ERISA Titles | Applies to One-Participant Plans? | Explanation | Source |
Title I – Protection of Employee Rights | N/A | One-participant plans are exempt from Title I because they cover only the business owner (and spouse), not "employees" as defined under ERISA. | 29 CFR § 2510.3-3(b), DOL Advisory Opinion 99-04A |
Title II – Amendments to the Internal Revenue Code | Yes | This includes tax qualification rules (e.g., nondiscrimination, contribution limits, prohibited transactions). Applies because ERISA incorporates provisions of the Internal Revenue Code. | DOL Advisory Opinion 99-04A, IRC §401, IRC§ 4975 |
Title III – Coordination and Enforcement | Limited | Title III governs interagency coordination (e.g., DOL and IRS). Generally, not directly relevant to plan sponsors but still legally in place. | ERISA Title III Summary |
Title IV – PBGC Plan Termination Insurance | N/A | Applies only to defined benefit plans, and only if they cover common-law employees. Solo 401(k)s are defined-contribution plans and not covered. | PBGC Coverage Rules, ERISA § 4021 |
Consequently, even though a solo 401(k) is exempt from Title I of ERISA, it is still subject to Title II of ERISA, which contains the standards retirement plans must meet to qualify for favorable tax treatment under the IRC. Title II of ERISA added IRC §4975 to the IRC.
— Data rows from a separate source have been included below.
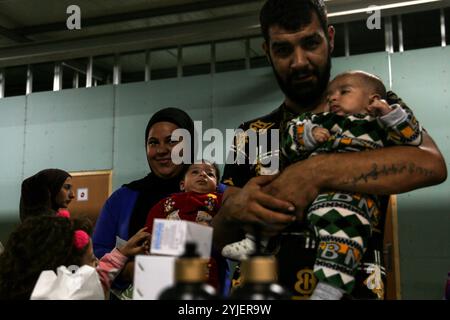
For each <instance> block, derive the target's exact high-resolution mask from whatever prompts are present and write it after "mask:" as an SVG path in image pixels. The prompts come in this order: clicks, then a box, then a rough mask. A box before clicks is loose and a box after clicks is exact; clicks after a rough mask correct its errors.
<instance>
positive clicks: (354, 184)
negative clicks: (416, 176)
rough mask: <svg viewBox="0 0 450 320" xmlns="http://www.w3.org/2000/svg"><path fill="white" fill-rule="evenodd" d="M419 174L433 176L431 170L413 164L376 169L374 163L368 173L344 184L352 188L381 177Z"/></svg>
mask: <svg viewBox="0 0 450 320" xmlns="http://www.w3.org/2000/svg"><path fill="white" fill-rule="evenodd" d="M403 173H407V174H411V175H412V174H419V175H424V176H426V177H428V176H431V175H433V174H434V172H433V171H432V170H428V169H425V168H422V167H418V166H416V165H415V164H414V163H408V164H392V165H390V166H386V165H383V166H382V167H378V165H377V164H376V163H374V164H372V169H370V171H367V172H364V173H361V174H360V175H359V176H355V177H353V178H352V179H350V180H349V181H347V183H345V184H352V185H354V186H356V185H358V184H359V183H361V182H363V183H368V182H369V181H370V180H378V178H379V177H382V176H393V175H398V174H403Z"/></svg>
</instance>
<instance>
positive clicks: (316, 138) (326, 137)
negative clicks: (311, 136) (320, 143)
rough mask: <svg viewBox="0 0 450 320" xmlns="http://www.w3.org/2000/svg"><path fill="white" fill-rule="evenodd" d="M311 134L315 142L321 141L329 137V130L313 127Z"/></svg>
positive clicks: (318, 127)
mask: <svg viewBox="0 0 450 320" xmlns="http://www.w3.org/2000/svg"><path fill="white" fill-rule="evenodd" d="M312 135H313V137H314V139H315V140H316V142H317V143H323V142H325V141H327V140H328V139H329V138H330V132H329V131H328V130H327V129H325V128H322V127H314V128H313V130H312Z"/></svg>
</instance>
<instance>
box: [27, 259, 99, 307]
mask: <svg viewBox="0 0 450 320" xmlns="http://www.w3.org/2000/svg"><path fill="white" fill-rule="evenodd" d="M56 271H57V274H55V272H54V271H53V270H46V271H42V273H41V274H40V276H39V279H38V281H37V282H36V285H35V286H34V289H33V293H32V294H31V298H30V299H31V300H104V299H105V295H104V292H103V289H102V285H101V283H100V279H99V277H98V274H97V271H96V270H95V268H93V267H91V266H88V265H84V266H82V267H80V268H78V267H76V268H73V266H71V267H69V268H66V267H65V266H61V267H58V269H57V270H56Z"/></svg>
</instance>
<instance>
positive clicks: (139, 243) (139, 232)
mask: <svg viewBox="0 0 450 320" xmlns="http://www.w3.org/2000/svg"><path fill="white" fill-rule="evenodd" d="M146 229H147V227H144V228H142V229H141V230H139V231H138V232H136V234H135V235H134V236H132V237H131V238H130V239H129V240H128V241H127V243H126V244H125V245H124V246H122V247H121V248H119V251H120V252H121V253H122V254H123V255H124V256H127V257H132V256H135V255H137V254H148V253H149V251H150V233H148V232H146V231H145V230H146Z"/></svg>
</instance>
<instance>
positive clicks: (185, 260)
mask: <svg viewBox="0 0 450 320" xmlns="http://www.w3.org/2000/svg"><path fill="white" fill-rule="evenodd" d="M196 249H197V246H196V244H195V243H187V244H186V247H185V252H184V254H183V255H182V256H180V257H179V258H178V259H177V260H176V261H175V281H176V282H204V281H206V280H207V278H208V259H202V258H200V256H199V255H198V253H197V251H196Z"/></svg>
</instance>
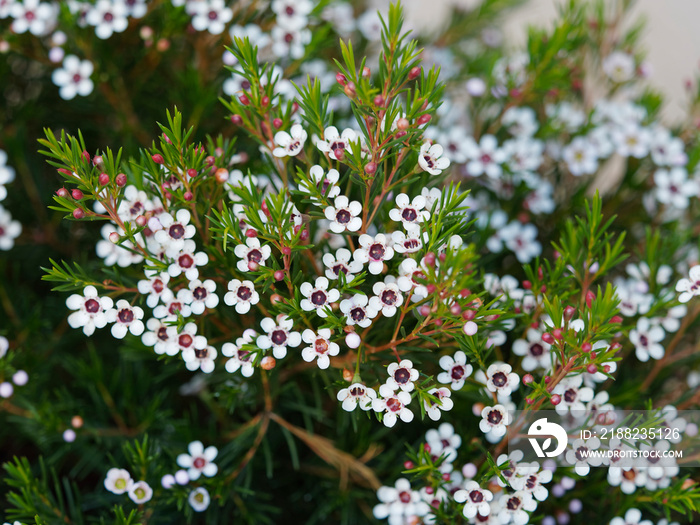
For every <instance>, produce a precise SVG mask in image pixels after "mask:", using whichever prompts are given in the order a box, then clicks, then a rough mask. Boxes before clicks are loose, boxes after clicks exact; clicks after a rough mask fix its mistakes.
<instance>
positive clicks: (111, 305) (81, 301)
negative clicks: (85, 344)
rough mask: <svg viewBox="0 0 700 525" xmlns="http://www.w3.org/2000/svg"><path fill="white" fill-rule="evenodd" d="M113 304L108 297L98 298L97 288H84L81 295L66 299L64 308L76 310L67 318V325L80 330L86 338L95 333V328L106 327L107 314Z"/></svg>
mask: <svg viewBox="0 0 700 525" xmlns="http://www.w3.org/2000/svg"><path fill="white" fill-rule="evenodd" d="M113 304H114V302H113V301H112V299H111V298H109V297H99V296H98V295H97V288H95V287H94V286H86V287H85V289H84V290H83V295H82V296H81V295H79V294H73V295H71V296H70V297H68V299H66V306H67V307H68V308H69V309H71V310H76V311H75V312H73V313H72V314H70V315H69V316H68V324H69V325H70V326H71V328H81V327H82V329H83V333H84V334H85V335H87V336H88V337H89V336H91V335H92V334H93V333H94V332H95V328H103V327H104V326H106V325H107V321H108V320H107V312H108V311H109V310H110V309H111V308H112V306H113Z"/></svg>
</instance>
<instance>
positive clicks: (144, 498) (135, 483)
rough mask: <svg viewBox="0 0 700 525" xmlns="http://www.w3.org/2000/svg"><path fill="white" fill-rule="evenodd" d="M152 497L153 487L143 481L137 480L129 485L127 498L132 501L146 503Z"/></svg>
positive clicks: (134, 502)
mask: <svg viewBox="0 0 700 525" xmlns="http://www.w3.org/2000/svg"><path fill="white" fill-rule="evenodd" d="M152 497H153V489H152V488H151V486H150V485H149V484H148V483H146V482H145V481H137V482H136V483H132V484H131V486H130V487H129V499H131V501H133V502H134V503H138V504H141V503H146V502H147V501H150V500H151V498H152Z"/></svg>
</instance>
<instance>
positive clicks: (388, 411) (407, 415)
mask: <svg viewBox="0 0 700 525" xmlns="http://www.w3.org/2000/svg"><path fill="white" fill-rule="evenodd" d="M379 395H380V396H382V397H380V398H377V399H375V400H374V401H372V409H373V410H374V411H375V412H383V413H384V417H383V419H382V422H383V423H384V425H385V426H386V427H388V428H391V427H393V426H394V425H396V420H397V419H401V421H403V422H404V423H410V422H411V421H413V412H411V411H410V410H409V409H408V408H407V406H406V405H408V404H409V403H410V402H411V394H409V393H408V392H405V391H403V390H401V391H399V392H394V390H393V389H392V388H391V387H390V386H389V385H388V384H387V385H382V386H380V387H379Z"/></svg>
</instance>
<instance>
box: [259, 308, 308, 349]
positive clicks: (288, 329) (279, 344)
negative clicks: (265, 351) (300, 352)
mask: <svg viewBox="0 0 700 525" xmlns="http://www.w3.org/2000/svg"><path fill="white" fill-rule="evenodd" d="M260 326H261V327H262V329H263V331H264V332H265V334H263V335H260V336H258V338H257V340H256V344H257V345H258V347H259V348H260V349H262V350H267V349H268V348H272V355H273V356H274V357H275V359H283V358H284V357H285V356H286V355H287V347H288V346H291V347H292V348H296V347H297V346H299V344H300V343H301V334H299V332H293V331H292V329H293V328H294V321H292V320H291V319H290V318H289V317H287V316H286V315H284V314H280V315H278V316H277V318H276V319H272V318H271V317H266V318H265V319H263V320H262V321H261V322H260Z"/></svg>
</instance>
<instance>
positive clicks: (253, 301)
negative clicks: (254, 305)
mask: <svg viewBox="0 0 700 525" xmlns="http://www.w3.org/2000/svg"><path fill="white" fill-rule="evenodd" d="M228 289H229V291H228V292H227V293H226V295H224V302H225V303H226V304H227V305H228V306H235V307H236V312H238V313H239V314H247V313H248V312H249V311H250V306H251V305H255V304H258V302H259V301H260V295H258V292H256V291H255V285H254V284H253V282H252V281H239V280H238V279H232V280H231V281H229V283H228Z"/></svg>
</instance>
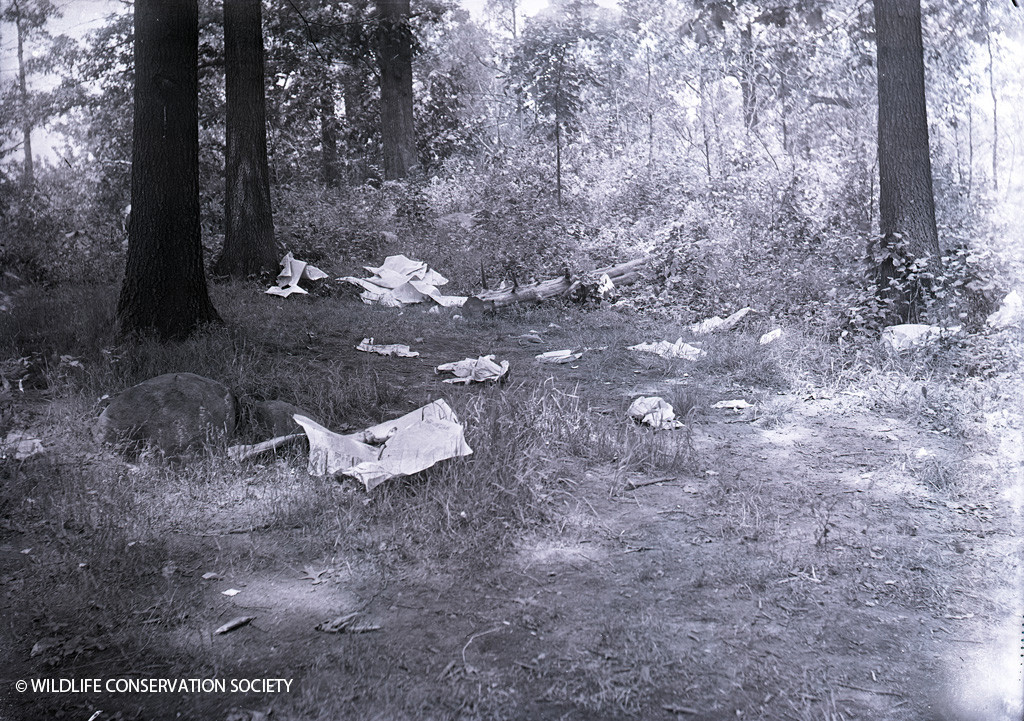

Noncompliance with the tax qualification requirements of ERISA, which include PTs (ERISA Title II, Subtitle A, Part 5, Section 2003), may result in disqualification of a plan and/or other penalties. A prohibited transaction is any improper use of the retirement plan by a disqualified person under IRC §4975(c)(1). Examples of PTs include these:
Using plan assets for personal benefit,
Borrowing from the plan outside of permitted loan rules, and/or
Selling property to or buying property from the plan.
Conclusion
Even though a solo 401(k) is exempt from Title I of ERISA, it is still subject to Title II of ERISA, which contains the standards retirement plans must meet to qualify for favorable tax treatment, including the rules for PTs.